I have been very open about my diagnosis and journey to recovery and acceptance. I started my blog to chronicle the ups and downs that I experience during my journey. Recently my friends were open enough to ask me questions they have always wanted to know about living with bipolar II disorder. I answer these questions below:
How was your mood before being diagnosed?
I was always a sad person before being diagnosed. I spent my entire university life living in fear and perpetual sadness. I always felt like I was not good enough. If someone talked to me, I thought they did it because they felt sorry for me. I never felt worthy of attention or friendship. Even when I smiled, I secretly dreamt of death all the time. I didn’t see why I needed to stay alive or if anyone would miss me when I was gone. What I did not know then is that I was constantly in a state of severe depression.
How did diagnosis make you feel and how has it changed things for you?
The diagnosis changed my life. For the first time I was told that I was not a naturally sad person. I finally heard that I was capable of happiness. With therapy and medication, the suicidal thoughts slowly went away. I began to have the ability to go out in social spaces without thinking that everyone hated me.
How about your love life? What happens to your mood when faced with challenges in your relationship?

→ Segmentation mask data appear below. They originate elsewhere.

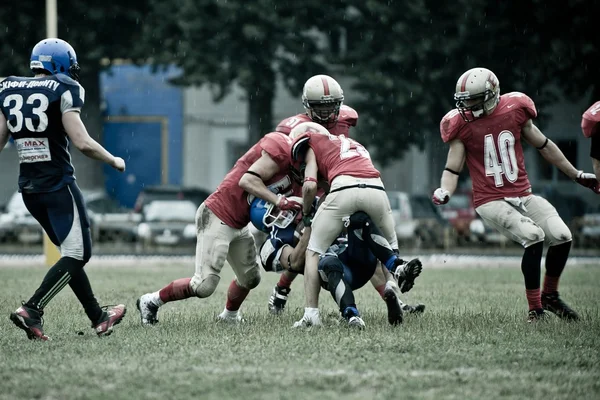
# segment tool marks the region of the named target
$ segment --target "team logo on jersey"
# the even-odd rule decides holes
[[[281,178],[280,180],[278,180],[277,182],[271,183],[270,185],[267,186],[267,189],[269,189],[271,192],[275,193],[275,194],[282,194],[284,196],[288,196],[289,194],[291,194],[291,186],[292,186],[292,180],[290,179],[290,177],[288,175],[284,176],[283,178]],[[251,205],[252,202],[254,201],[254,199],[256,199],[256,196],[254,196],[253,194],[248,194],[248,205]]]
[[[48,138],[16,139],[19,164],[30,164],[52,160]]]

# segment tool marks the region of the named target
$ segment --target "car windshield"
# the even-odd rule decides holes
[[[10,198],[10,201],[6,205],[6,211],[11,214],[29,214],[29,210],[27,210],[27,207],[25,207],[21,193],[16,192],[13,194],[13,196]]]
[[[194,222],[196,206],[191,201],[153,201],[144,208],[146,221]]]
[[[429,197],[411,196],[410,205],[413,218],[437,218],[438,216]]]

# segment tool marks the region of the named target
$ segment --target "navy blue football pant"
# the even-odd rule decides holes
[[[61,253],[26,304],[43,309],[69,284],[92,323],[98,322],[102,310],[83,270],[92,255],[92,237],[79,187],[72,182],[54,192],[23,193],[23,201]]]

This year I wrote about Dating with Depression. It is important for me to be honest about my illness. Before I enter a relationship, I tell my possible significant other that I live with bipolar II disorder. I tell them what it means for me to be living with the illness and how that can translate in our relationship. Some might disagree that disclosure must come after a few dates, but for me that hasn’t worked. People have refused to be with me because of the fear that having bipolar means I will become excessively violent.
I still get insecure when in a relationship. I tend to be more sensitive and emotional than the average person, so I am always afraid that people will think I am crazy. I always have to remind myself that some words are merely teasing and not a statement of who I am.
Do friends, family and colleagues truly understand what you are going through?
I would love to say yes, but the answer is no. No one can truly understand what another is going through. However they are supportive. They do not call me moody and unpredictable. They now understand that when I’m down, I’m possibly going through an episode. They know that I can be very hard on myself and thus always encourage me to look at all I have accomplished.
If there is one positive thing about having bipolar, what would it be?
When I was younger I didn’t care how I looked. In my mind I was always going to be fat and undesirable and so making any effort to take care of myself would be futile. However after my diagnosis I realised that I have to take care of myself for myself and not for others. Proper nutrition is important for a healthy nervous system. Exercise helps relax my muscles when I am very tense due to long periods of stress.
Can a person distinguish between when it’s their personality and when it’s their mental illness when faced with challenges?
When I went on medication, I had to relearn who I was. I had to learn to distinguish whether the sadness I felt was due to the bipolar or due to my sensitive nature. I am not at the stage where I can convincingly say that I know when it is me or my illness. There are times when I feel an overwhelming need to cry, but nothing in my environment has made me sad. There are other times when someone does something hurtful and I get extremely offended, possibly more than usual. I’m still working hard at learning my emotions and my triggers.